En su formulación más básica, y actualmente superada excepto por los más recalcitrantes, la doctrina del golpe inicial plantea la herida como el resultado a alcanzar, entendiendo la expresión "ganar el golpe inicial" como sinónimo de golpear al contrario; la evolución técnica de los esgrimidores modernos, la patente obviedad de tal formulación y un estudio detenido y comparado de las fuentes han relegado esta concepción a los trabajos menos desarrollados.

Pronto se observaron las limitaciones indicadas y se dio paso a una visión más elaborada del objetivo del golpe inicial, en la que con dicho ataque no sólo se buscaba la herida directa, que podía o no darse dependiendo de las circunstancias, sino el forzar al paciente a defenderse perdiendo éste por tanto la capacidad de amenazar al agente. Así, el problema de acercarse con seguridad al paciente hasta una distancia dentro del alcance del arma quedaba resuelto al  estar éste obligado a defenderse del golpe inicial detrás de cuya cobertura nos acercamos a él.

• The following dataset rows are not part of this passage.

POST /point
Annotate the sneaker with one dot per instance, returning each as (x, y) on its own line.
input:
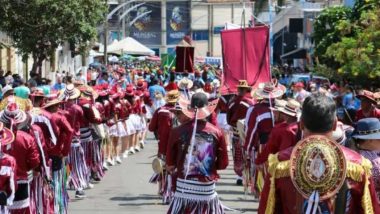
(90, 186)
(125, 154)
(118, 160)
(110, 162)
(132, 150)
(79, 194)
(239, 182)
(137, 149)
(105, 166)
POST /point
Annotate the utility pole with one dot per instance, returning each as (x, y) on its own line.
(163, 49)
(105, 40)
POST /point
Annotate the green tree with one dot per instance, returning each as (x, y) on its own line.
(326, 32)
(358, 52)
(38, 27)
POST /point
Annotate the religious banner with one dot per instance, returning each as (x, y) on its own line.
(178, 21)
(146, 28)
(245, 56)
(185, 59)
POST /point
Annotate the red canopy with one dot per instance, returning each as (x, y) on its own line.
(245, 56)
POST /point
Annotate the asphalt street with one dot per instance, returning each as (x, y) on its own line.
(125, 189)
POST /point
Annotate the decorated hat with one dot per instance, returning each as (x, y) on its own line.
(129, 91)
(291, 108)
(299, 85)
(52, 103)
(339, 134)
(141, 84)
(70, 92)
(185, 83)
(199, 103)
(37, 92)
(158, 165)
(317, 167)
(88, 92)
(13, 114)
(243, 84)
(6, 89)
(6, 135)
(370, 96)
(367, 129)
(172, 96)
(270, 90)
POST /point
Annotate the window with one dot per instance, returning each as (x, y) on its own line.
(200, 35)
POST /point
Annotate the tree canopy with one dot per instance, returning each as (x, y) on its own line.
(38, 27)
(348, 40)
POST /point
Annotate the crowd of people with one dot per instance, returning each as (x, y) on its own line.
(315, 149)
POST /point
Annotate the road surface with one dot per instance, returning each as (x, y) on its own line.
(125, 189)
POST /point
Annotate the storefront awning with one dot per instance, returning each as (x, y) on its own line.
(299, 53)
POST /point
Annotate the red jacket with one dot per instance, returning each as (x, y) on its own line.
(259, 124)
(162, 123)
(8, 169)
(171, 86)
(289, 201)
(24, 150)
(65, 135)
(44, 120)
(282, 136)
(209, 151)
(74, 116)
(374, 113)
(237, 108)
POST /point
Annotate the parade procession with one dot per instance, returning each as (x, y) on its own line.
(164, 127)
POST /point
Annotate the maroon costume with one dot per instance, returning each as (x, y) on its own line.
(7, 179)
(24, 150)
(162, 123)
(237, 109)
(282, 136)
(288, 200)
(196, 168)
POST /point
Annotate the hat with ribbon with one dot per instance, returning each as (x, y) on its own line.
(69, 93)
(317, 169)
(172, 96)
(185, 83)
(299, 85)
(370, 96)
(51, 103)
(199, 107)
(37, 92)
(13, 114)
(88, 92)
(339, 134)
(291, 108)
(7, 88)
(243, 84)
(129, 91)
(367, 129)
(158, 165)
(141, 84)
(270, 90)
(6, 135)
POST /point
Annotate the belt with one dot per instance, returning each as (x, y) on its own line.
(22, 192)
(195, 190)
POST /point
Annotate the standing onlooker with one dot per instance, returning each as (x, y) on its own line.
(368, 106)
(367, 139)
(2, 78)
(59, 85)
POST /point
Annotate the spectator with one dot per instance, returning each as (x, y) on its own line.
(2, 78)
(59, 85)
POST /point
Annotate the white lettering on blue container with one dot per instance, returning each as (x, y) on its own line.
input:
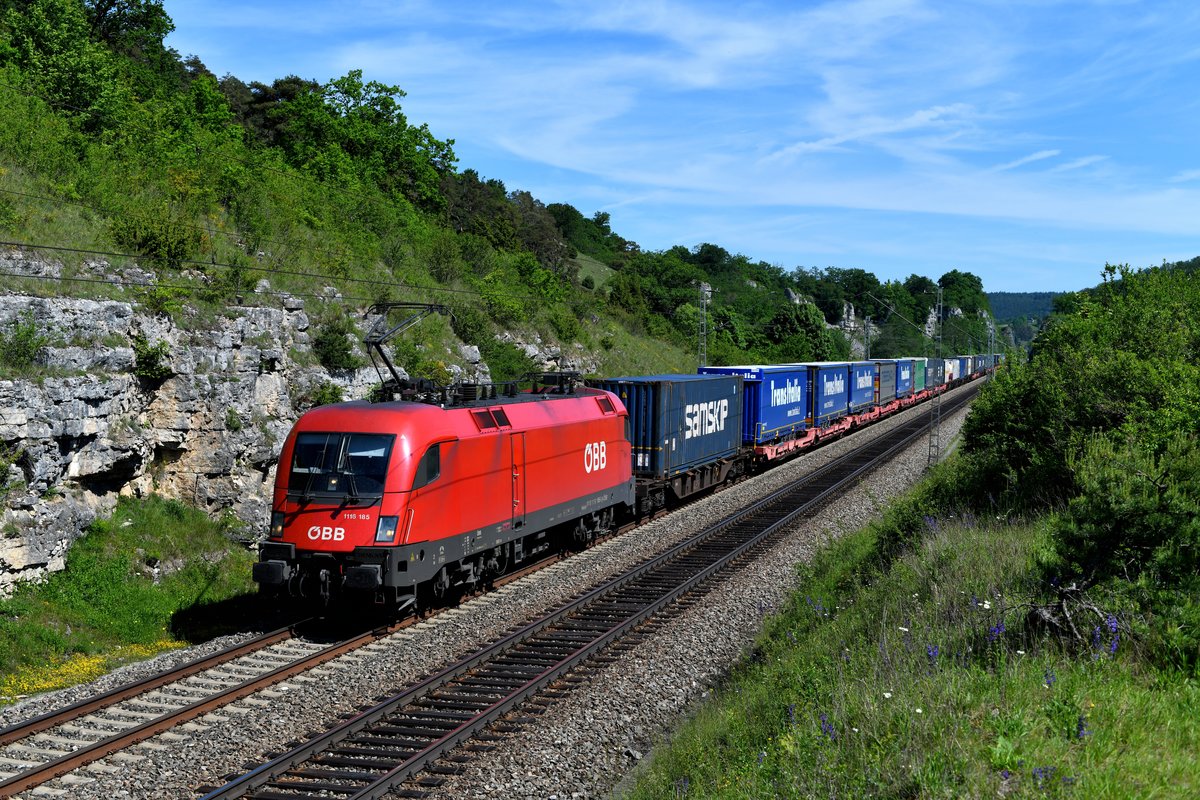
(792, 391)
(701, 419)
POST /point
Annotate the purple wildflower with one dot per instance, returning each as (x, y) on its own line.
(1081, 729)
(1043, 774)
(827, 727)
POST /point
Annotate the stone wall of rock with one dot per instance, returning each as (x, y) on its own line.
(85, 429)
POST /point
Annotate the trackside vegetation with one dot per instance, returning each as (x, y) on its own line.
(144, 176)
(1025, 623)
(132, 587)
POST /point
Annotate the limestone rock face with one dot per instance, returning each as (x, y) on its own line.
(87, 429)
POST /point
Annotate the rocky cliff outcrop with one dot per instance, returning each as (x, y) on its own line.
(84, 428)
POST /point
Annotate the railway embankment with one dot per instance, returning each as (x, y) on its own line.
(118, 401)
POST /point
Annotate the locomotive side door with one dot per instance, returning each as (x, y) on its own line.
(519, 499)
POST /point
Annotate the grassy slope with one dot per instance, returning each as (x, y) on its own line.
(138, 583)
(924, 683)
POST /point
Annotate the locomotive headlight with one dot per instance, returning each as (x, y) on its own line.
(387, 530)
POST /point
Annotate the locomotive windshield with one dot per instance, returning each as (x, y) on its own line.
(341, 464)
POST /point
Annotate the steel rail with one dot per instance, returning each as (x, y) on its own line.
(859, 463)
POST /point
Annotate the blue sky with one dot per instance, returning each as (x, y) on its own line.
(1029, 142)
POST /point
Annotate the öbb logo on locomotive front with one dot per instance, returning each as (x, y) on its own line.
(595, 456)
(327, 534)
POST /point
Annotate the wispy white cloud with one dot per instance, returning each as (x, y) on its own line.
(1079, 163)
(1041, 155)
(786, 124)
(1185, 176)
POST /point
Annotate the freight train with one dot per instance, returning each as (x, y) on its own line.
(403, 501)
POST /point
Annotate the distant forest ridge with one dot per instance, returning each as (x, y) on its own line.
(1021, 305)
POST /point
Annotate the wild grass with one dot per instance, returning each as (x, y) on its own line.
(923, 680)
(118, 597)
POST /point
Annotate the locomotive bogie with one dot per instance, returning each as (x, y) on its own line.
(403, 503)
(381, 499)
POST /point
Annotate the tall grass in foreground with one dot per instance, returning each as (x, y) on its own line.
(922, 680)
(119, 596)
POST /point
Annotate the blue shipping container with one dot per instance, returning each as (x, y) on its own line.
(679, 422)
(831, 391)
(862, 385)
(885, 382)
(935, 373)
(775, 401)
(904, 377)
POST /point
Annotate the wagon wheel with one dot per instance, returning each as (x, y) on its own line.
(441, 584)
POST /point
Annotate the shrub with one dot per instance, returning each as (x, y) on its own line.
(1135, 513)
(150, 360)
(565, 324)
(505, 361)
(325, 394)
(23, 346)
(333, 347)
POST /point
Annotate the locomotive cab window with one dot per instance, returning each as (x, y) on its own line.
(430, 467)
(340, 464)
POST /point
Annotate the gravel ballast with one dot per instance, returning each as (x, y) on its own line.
(581, 746)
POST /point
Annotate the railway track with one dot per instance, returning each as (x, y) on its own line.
(403, 743)
(39, 750)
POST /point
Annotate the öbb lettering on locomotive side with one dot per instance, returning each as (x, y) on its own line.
(403, 501)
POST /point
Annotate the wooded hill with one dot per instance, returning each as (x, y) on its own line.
(115, 149)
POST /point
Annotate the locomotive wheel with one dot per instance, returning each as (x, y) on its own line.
(441, 584)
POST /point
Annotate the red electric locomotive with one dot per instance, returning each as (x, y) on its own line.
(388, 500)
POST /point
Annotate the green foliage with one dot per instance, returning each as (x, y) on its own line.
(150, 360)
(505, 361)
(900, 681)
(124, 583)
(1138, 513)
(333, 346)
(497, 289)
(471, 324)
(23, 344)
(1123, 362)
(565, 324)
(325, 394)
(163, 301)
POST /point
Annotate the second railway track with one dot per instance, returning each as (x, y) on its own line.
(395, 746)
(259, 711)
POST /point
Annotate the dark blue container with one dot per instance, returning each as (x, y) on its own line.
(862, 385)
(885, 382)
(831, 391)
(775, 400)
(935, 373)
(679, 422)
(904, 377)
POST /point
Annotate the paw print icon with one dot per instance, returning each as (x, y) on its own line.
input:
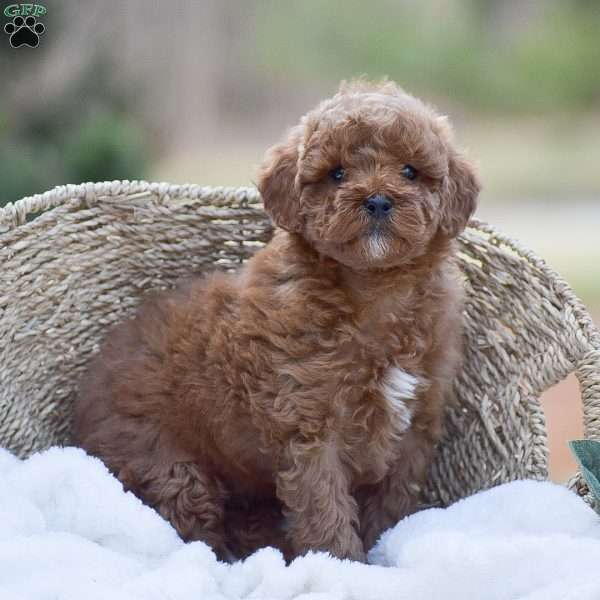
(24, 32)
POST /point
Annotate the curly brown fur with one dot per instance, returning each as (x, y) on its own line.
(313, 382)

Esta última interpretación, que no es más que lo que en verdadera destreza se conoce como acometimiento perfecto, es actualmente la más extendida entre los distintos grupos cuyo trabajo se basa en las fuentes que glosan el perdido poema del maestro Don Juan, y ha sido sublimada con el tiempo en reflexiones sobre la iniciativa, la forma de adquirirla y de recuperarla basadas en la división de las acciones en acciones antes, durante y después de tiempo que describen las distintas fuentes que forman parte de la tradición.

 

Sin embargo, esta explicación está empezando ya a mostrar signos de agotamiento.

 

Una vez alcanzado un cierto nivel de experiencia con la espada larga, un esgrimidor es capaz de identificar en un instante dado cuál es la apertura que está ofreciendo a su contrario y, dada ésta y la posición de la espada antagonista, la forma en que puede ser atacada. Así, en el peor de los casos una apertura adecuada para un golpe inicial no es más que una llamada que ofrece el supuesto paciente para que el autoengañado agente ejecute el ataque esperado; y en el mejor, el paciente es capaz de defenderse del ataque inicial no sólo con eficacia, sino sin merma de sus capacidades defensivas y ofensivas.

Lo que todo el mundo debería de estar preguntándose al respecto es: ¿dónde han ido las supuestas ventajas que según Don Juan de Liechtenau y sus glosadores se obtenían al ser el primero en atacar con velocidad e intención a la apertura más próxima del contrario?